La tendenza genderless può costituire un vantaggio per i filati? Se sì, perché? 

«Non esiste un filato maschile o femminile. Una proposta genderless non dovrebbe essere un trend del momento ma un criterio contemporaneo della moda. Tutto ciò che si trova nello “spazio di mezzo” né maschile, né femminile, è ciò che trovo più interessante. Trovo poco attuale che certi marchi abbiano un designer per la maglieria solo da uomo o solo da donna dentro i loro uffici stile».

La può definire una materia del futuro da inserire nell’idea di sostenibilità?

«Assolutamente. Sta alla base alle filature che presentano i filati aprirsi a nuove impostazioni che sostengano una migliore tracciabilità della materia prima e dello sviluppo di nuove capacità per le loro ricerche. Questo per far si che gli stilisti non debbano essere limitati nel voler fare scelte stilistiche o creative sostenibili. Purtroppo, capisco la difficoltà che obbliga a investimenti economici e di reimpostazione aziendale per le filature ma non bisogna vedere l’interesse comune verso il pianeta come una tendenza passeggera.
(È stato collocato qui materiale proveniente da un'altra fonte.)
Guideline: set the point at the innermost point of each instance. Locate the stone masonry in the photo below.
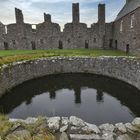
(72, 128)
(122, 34)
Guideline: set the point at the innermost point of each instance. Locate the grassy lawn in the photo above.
(10, 56)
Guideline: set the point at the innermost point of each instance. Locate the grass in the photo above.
(10, 56)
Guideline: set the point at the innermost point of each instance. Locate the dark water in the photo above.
(96, 99)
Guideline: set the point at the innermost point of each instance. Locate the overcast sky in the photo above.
(59, 9)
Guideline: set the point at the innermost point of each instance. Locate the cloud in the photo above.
(61, 10)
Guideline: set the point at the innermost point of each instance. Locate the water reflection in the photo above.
(96, 99)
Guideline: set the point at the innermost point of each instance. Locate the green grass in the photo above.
(10, 56)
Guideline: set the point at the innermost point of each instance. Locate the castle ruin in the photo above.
(123, 33)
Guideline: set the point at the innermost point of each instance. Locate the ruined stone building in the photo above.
(123, 33)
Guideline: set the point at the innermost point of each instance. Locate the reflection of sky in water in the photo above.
(95, 99)
(64, 105)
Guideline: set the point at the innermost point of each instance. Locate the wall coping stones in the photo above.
(83, 130)
(126, 69)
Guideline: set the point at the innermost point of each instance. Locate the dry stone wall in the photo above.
(123, 68)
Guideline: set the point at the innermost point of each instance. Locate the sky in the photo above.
(61, 10)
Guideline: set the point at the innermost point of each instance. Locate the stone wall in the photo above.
(122, 68)
(128, 36)
(48, 35)
(19, 36)
(2, 34)
(72, 128)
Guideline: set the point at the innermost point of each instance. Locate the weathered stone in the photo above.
(107, 127)
(136, 122)
(63, 136)
(124, 137)
(121, 127)
(64, 124)
(108, 136)
(102, 65)
(76, 121)
(43, 137)
(131, 128)
(30, 120)
(19, 135)
(93, 128)
(84, 137)
(76, 130)
(54, 123)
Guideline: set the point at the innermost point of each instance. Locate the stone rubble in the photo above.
(74, 128)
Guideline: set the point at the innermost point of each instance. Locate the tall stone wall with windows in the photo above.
(125, 35)
(122, 34)
(2, 35)
(47, 34)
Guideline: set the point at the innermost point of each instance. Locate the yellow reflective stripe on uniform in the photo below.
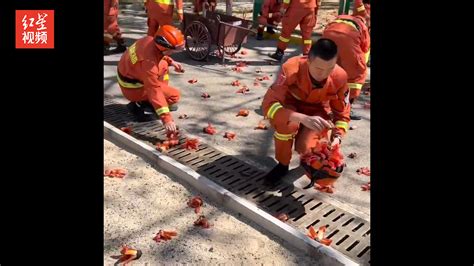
(355, 86)
(283, 137)
(346, 22)
(165, 2)
(162, 110)
(342, 124)
(283, 39)
(132, 52)
(128, 85)
(272, 110)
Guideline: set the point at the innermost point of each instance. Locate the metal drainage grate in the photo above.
(350, 234)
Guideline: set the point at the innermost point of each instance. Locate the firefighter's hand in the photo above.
(282, 11)
(170, 127)
(336, 140)
(177, 67)
(315, 123)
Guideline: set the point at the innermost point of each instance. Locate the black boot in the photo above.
(275, 175)
(141, 111)
(270, 30)
(278, 55)
(173, 107)
(355, 116)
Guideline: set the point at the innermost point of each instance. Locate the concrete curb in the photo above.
(326, 255)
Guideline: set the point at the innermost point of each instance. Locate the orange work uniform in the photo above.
(300, 12)
(143, 76)
(352, 38)
(294, 92)
(160, 12)
(111, 20)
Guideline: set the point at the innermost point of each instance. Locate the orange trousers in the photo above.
(304, 138)
(172, 95)
(306, 18)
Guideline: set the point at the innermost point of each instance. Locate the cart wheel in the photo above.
(232, 49)
(198, 40)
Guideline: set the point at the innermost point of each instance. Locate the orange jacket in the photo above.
(361, 9)
(145, 63)
(293, 92)
(111, 7)
(299, 4)
(353, 26)
(270, 7)
(166, 7)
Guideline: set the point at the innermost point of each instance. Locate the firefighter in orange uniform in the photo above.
(209, 5)
(296, 12)
(309, 96)
(270, 15)
(362, 8)
(142, 75)
(351, 35)
(160, 12)
(111, 28)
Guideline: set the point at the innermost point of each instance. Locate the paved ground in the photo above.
(145, 201)
(252, 146)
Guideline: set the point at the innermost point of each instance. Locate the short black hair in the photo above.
(325, 49)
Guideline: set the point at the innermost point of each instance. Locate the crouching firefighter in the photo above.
(310, 95)
(142, 75)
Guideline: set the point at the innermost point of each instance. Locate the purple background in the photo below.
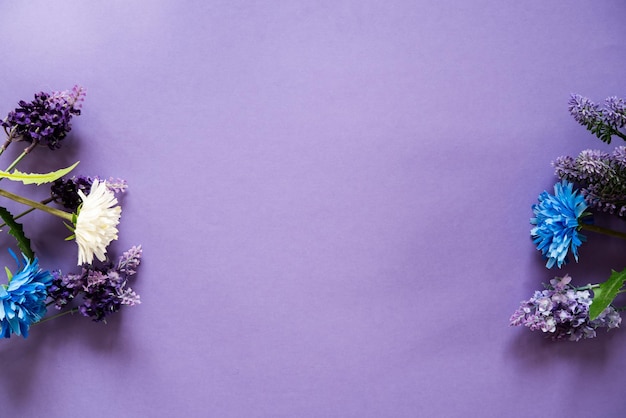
(333, 199)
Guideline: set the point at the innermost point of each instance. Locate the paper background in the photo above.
(333, 200)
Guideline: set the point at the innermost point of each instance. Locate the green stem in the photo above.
(17, 160)
(620, 134)
(36, 205)
(26, 212)
(601, 230)
(71, 311)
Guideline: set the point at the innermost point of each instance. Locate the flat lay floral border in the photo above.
(592, 182)
(89, 207)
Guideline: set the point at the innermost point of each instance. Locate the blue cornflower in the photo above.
(22, 300)
(557, 223)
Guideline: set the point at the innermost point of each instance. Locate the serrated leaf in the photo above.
(16, 230)
(37, 178)
(605, 293)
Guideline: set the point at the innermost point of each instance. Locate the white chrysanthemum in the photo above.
(96, 224)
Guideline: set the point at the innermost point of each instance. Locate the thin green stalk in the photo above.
(26, 212)
(36, 205)
(17, 160)
(71, 311)
(601, 230)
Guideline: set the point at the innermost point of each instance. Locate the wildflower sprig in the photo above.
(593, 181)
(89, 207)
(602, 121)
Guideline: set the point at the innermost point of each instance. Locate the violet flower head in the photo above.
(584, 111)
(65, 191)
(45, 120)
(101, 290)
(562, 312)
(603, 122)
(601, 177)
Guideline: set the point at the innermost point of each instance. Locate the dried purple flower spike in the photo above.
(65, 192)
(46, 120)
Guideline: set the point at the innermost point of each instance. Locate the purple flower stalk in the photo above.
(101, 290)
(604, 122)
(601, 177)
(65, 192)
(562, 312)
(46, 120)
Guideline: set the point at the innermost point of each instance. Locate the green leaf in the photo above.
(16, 230)
(604, 294)
(36, 178)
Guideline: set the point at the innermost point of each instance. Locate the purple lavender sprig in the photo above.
(601, 177)
(604, 122)
(101, 290)
(561, 311)
(45, 120)
(65, 191)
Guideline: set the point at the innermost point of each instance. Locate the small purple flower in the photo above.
(603, 122)
(584, 110)
(101, 290)
(46, 120)
(65, 192)
(562, 312)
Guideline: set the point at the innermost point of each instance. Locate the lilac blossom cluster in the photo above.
(45, 120)
(604, 122)
(562, 312)
(601, 177)
(100, 291)
(65, 191)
Le attuali generazioni di giovani studenti e stilisti sono molto esigenti nel pretendere sostenibilità nella creatività». 


 
Qual è il suo primo ricordo legato al knitting? 
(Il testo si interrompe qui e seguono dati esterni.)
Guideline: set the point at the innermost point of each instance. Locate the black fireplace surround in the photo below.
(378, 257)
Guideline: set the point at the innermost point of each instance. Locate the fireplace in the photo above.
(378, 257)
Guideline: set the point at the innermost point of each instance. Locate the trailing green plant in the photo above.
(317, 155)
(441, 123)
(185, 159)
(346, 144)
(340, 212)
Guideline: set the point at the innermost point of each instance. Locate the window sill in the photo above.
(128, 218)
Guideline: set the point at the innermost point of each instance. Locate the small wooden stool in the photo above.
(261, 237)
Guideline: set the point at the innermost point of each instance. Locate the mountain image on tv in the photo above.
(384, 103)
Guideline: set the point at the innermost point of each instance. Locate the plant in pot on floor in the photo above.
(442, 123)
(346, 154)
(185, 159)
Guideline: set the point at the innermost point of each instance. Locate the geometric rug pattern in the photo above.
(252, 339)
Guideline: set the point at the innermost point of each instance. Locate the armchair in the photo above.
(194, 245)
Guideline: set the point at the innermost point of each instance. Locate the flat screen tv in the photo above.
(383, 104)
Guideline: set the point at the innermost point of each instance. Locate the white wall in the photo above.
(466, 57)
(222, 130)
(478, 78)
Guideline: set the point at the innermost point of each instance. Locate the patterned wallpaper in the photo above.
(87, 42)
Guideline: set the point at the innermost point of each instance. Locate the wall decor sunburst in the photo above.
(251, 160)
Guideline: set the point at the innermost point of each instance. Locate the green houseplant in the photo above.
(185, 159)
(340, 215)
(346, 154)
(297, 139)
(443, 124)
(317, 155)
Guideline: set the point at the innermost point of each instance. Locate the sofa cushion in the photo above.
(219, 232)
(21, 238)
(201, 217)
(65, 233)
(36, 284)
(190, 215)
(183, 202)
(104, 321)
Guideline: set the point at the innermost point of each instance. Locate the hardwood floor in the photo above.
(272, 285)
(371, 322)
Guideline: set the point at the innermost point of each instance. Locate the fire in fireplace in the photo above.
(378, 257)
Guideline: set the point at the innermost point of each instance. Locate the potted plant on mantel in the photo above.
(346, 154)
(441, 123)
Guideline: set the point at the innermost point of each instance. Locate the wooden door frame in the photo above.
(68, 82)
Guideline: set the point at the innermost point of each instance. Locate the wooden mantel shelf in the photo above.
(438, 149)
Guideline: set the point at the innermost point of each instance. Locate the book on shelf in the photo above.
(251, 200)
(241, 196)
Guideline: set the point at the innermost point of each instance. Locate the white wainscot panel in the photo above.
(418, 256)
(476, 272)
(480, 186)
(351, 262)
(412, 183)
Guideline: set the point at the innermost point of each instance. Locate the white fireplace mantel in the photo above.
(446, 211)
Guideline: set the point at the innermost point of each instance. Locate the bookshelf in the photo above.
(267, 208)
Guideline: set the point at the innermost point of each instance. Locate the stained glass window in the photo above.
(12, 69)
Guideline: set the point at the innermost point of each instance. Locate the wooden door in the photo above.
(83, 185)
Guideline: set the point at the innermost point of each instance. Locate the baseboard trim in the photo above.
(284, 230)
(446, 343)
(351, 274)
«Mia nonna che, alla nascita di nipoti e pronipoti lavorava - e lavora tuttora! -  all’uncinetto, facendo coperte per i nostri lettini: sono doni che teniamo nel tempo con grande partecipazione affettiva e sentimentale». 

Quanto conta conoscere la tecnica rispetto ad avere un’idea originale ma non saperla realizzare? 
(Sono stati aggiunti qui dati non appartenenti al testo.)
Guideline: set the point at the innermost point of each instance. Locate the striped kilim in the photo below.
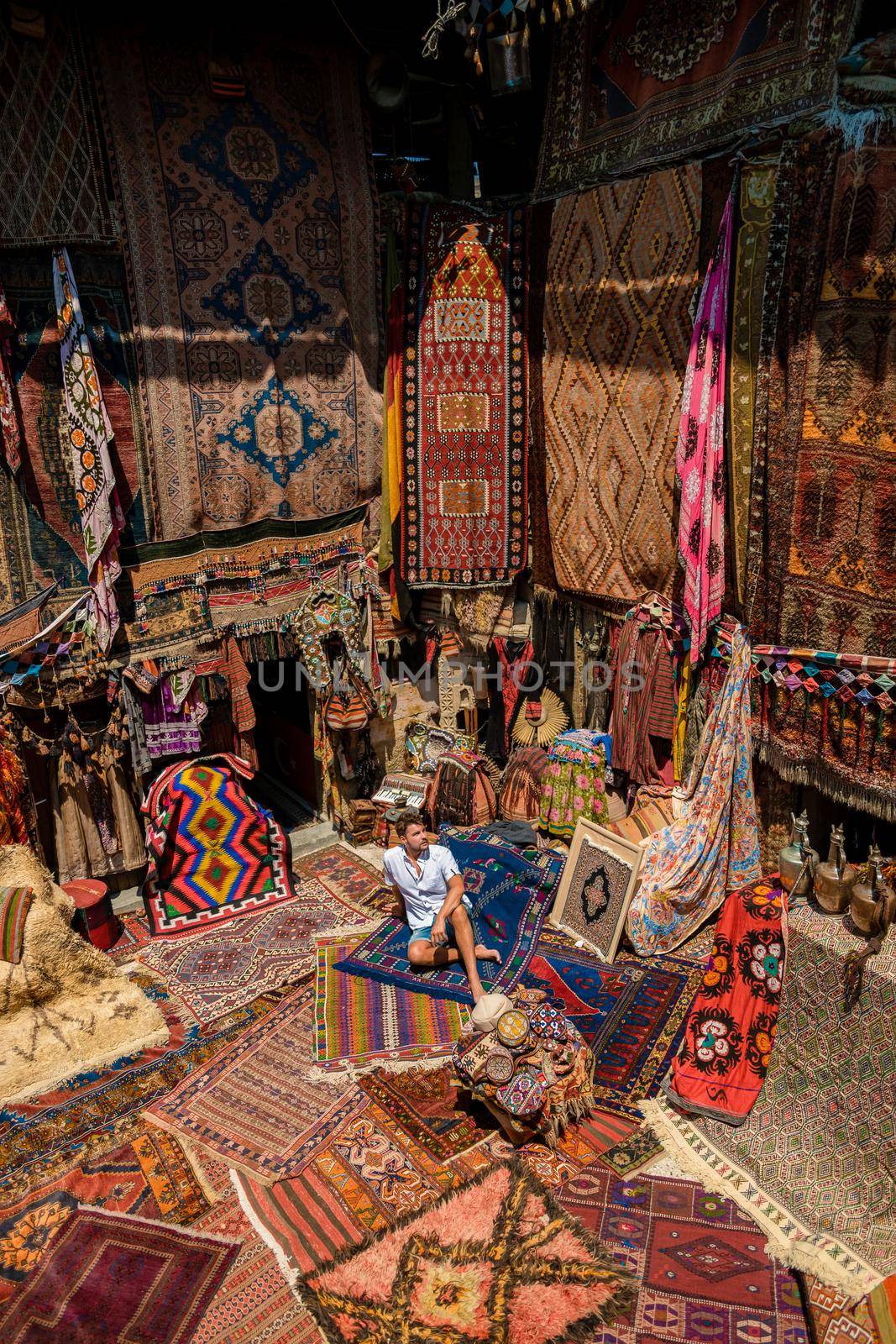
(214, 851)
«In entrambi i casi ci sia un lato interessante, se dietro c’è costanza nel volerla conoscere e comprendere. Quando anni fa passai dal design del tessuto a quello in maglia, di quest’ultima non conoscevo alcuna tecnica. Questo mi dava in un certo senso libertà di non pormi limiti “non si può fare”. «Si può fare questo? E perché no? E se facessimo così, si potrebbe arrivare a fare questo?». La mia ignoranza mi obbligava a fare domande: Mi sedevo accanto alle magliaie, le interrogavo. Sa, a volte non essere troppo “tecnici” può portare a creare novità.  Ma ripeto: il successo di una maglia o di una collezione non risiede solo nell’avere un’idea nuova, se è fine a sé stessa. Ma nell’usare intelligenza per creare un prodotto onesto e appealing».